Christian Rosa, Damien or Natas, 2015, oil and charcoal on canvas, 70 7/8 × 102 3/8".

Christian Rosa, Damien or Natas, 2015, oil and charcoal on canvas, 70 7/8 × 102 3/8".

Christian Rosa

White Cube | São Paulo

Christian Rosa, Damien or Natas, 2015, oil and charcoal on canvas, 70 7/8 × 102 3/8".

The sensation of continuous space and an underlying feeling of déjà vu resonated from the whimsical paintings of Brazilian-born Christian Rosa at White Cube São Paulo—the gallery’s final show in the warehouse it has used since 2012. “Mais que nada” (More Than Nothing), a solo outing by an artist little known in the country of his birth—he was raised in Austria, where he now lives—was a timely choice to end the gallery’s local exhibition calendar. The eye-catching quality of the seemingly unassuming squiggles, swirls, scribbles, and patches of color on the nine large, sparsely painted, unprimed canvases on display might have had more to do with a sense of familiarity than with a sense of awe. Commentators have seen in Rosa’s work a formal dialogue with Joan Miró and Cy Twombly; I would add Alexander Calder. One thinks too of Surrealist automatism and the formal fluidity of Arabic calligraphy. Although Rosa’s works are generally understood as paintings, they could just as easily be thought of as drawings on canvas. He mainly uses charcoal, oil paint, resin, and pencil to produce large-scale doodles that beguile and delight.

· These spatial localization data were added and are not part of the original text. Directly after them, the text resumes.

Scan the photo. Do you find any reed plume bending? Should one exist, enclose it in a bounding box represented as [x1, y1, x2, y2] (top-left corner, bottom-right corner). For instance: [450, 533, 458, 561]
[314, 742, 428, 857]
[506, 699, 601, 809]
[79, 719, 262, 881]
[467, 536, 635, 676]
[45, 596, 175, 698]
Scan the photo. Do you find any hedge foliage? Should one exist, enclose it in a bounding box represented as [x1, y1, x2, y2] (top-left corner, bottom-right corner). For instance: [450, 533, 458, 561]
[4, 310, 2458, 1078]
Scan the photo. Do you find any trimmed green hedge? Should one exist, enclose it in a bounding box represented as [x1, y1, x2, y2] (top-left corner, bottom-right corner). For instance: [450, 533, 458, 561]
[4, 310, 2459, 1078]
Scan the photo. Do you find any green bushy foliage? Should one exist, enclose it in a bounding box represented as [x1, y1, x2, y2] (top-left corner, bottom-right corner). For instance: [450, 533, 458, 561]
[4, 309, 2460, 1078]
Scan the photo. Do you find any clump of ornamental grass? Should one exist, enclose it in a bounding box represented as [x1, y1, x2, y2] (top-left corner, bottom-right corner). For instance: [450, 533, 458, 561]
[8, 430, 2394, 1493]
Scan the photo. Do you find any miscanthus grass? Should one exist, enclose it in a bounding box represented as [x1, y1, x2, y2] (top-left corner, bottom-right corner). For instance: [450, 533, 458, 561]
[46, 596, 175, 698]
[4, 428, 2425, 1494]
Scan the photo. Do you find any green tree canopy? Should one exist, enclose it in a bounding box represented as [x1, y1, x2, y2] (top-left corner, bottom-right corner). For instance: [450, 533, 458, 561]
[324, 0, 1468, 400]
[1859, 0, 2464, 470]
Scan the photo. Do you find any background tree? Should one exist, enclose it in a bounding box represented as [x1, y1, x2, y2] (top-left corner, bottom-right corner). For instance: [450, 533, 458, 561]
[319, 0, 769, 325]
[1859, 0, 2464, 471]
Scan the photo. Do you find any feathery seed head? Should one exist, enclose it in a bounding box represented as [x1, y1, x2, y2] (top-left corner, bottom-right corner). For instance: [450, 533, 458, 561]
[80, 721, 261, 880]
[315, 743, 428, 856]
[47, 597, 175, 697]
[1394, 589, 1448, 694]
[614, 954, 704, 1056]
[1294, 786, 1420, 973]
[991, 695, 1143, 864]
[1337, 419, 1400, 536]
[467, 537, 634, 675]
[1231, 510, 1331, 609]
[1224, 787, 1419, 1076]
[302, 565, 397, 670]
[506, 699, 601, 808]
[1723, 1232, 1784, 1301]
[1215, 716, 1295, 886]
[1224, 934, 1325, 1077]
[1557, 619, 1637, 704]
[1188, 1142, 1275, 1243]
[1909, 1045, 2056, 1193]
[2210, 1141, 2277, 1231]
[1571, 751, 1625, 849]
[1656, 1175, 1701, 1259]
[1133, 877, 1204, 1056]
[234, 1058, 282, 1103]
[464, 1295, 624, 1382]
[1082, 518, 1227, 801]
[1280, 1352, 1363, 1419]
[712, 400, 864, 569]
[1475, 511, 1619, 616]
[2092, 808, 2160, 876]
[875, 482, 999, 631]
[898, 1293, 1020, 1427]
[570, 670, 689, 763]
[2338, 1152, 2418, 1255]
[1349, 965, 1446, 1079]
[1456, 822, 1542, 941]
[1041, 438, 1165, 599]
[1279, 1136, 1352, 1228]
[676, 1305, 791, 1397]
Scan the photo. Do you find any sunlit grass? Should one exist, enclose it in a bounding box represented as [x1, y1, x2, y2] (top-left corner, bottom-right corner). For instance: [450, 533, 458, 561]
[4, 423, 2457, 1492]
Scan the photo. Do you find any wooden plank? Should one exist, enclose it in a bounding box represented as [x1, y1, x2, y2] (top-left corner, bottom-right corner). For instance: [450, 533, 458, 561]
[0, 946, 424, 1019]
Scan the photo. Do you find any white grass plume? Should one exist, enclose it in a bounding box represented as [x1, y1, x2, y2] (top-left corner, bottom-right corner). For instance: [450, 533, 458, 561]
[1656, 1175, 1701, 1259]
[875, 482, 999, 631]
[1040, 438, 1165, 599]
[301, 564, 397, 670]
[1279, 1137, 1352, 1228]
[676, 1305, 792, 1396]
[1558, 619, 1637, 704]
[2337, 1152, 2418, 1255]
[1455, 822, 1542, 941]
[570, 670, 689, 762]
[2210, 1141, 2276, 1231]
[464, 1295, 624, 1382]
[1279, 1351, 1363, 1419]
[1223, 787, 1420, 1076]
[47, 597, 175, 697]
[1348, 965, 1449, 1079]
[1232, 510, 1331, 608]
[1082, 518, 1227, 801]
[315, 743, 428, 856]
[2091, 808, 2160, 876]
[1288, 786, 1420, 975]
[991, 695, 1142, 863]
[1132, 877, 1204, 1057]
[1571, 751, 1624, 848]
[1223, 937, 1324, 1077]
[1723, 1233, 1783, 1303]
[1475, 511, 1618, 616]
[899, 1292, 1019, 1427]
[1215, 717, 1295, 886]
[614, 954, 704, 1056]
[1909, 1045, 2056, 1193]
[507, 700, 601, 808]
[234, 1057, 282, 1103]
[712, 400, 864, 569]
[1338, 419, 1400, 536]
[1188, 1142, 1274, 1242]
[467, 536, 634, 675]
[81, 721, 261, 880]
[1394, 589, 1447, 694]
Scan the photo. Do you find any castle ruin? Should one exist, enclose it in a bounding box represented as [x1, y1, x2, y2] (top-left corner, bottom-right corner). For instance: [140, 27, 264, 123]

The works shown were produced locally for the exhibition. No CPF No Glory (all works 2015) hung on the back wall of a room with three other paintings in tones of black and white on the beige of raw canvas. The CPF in the title refers to the Brazilian social-security number, which is requested as additional proof of identity even when one is entering an office building, signing up for a rewards program, or joining a gym, in keeping with the love of bureaucracy Brazil has inherited from Portugal. The title, as always with Rosa, suggests a possible narrative point of departure, one whose implicit tone of mockery remains, of course, unconfirmed by the abstract nature of his markings—a large circular black smudge on the bottom left below an almost rectangular outline that ends with a squiggle, a similar gray smudge farther to the right, and a body of furious scribbling in the top-right-hand corner.

In the main exhibition room, Vai Vadiar, the largest canvas in the show at about ten by sixteen feet, built on the double meaning of its Portuguese title, which translates as either “go loaf around” or “go fuck around.” Unsurprisingly, it was the least decorous of the works. A large red blob amid a furious tangle of black and blue scribbles dotted by considerably smaller blue, yellow, black, and pink spheres stands in opposition to the left side of the canvas, which holds two large, anamorphic shapes in muddy tones of brown and gray, connected to each other by a white U shape. Two vertical canvases hanging side by side, Gravity Ain’t Shit and It Is What It Is, formed an elegant couple in tones of beige, white, and black. Each has no more than five or six prominent markings inside firmly painted black borders that both reiterate the flatness that is characteristic of Rosa’s work and endow the two paintings with a geometric sense of organization. What stands out in Rosa’s work is not so much its spontaneity as its refinement and its balance of playfulness and presence.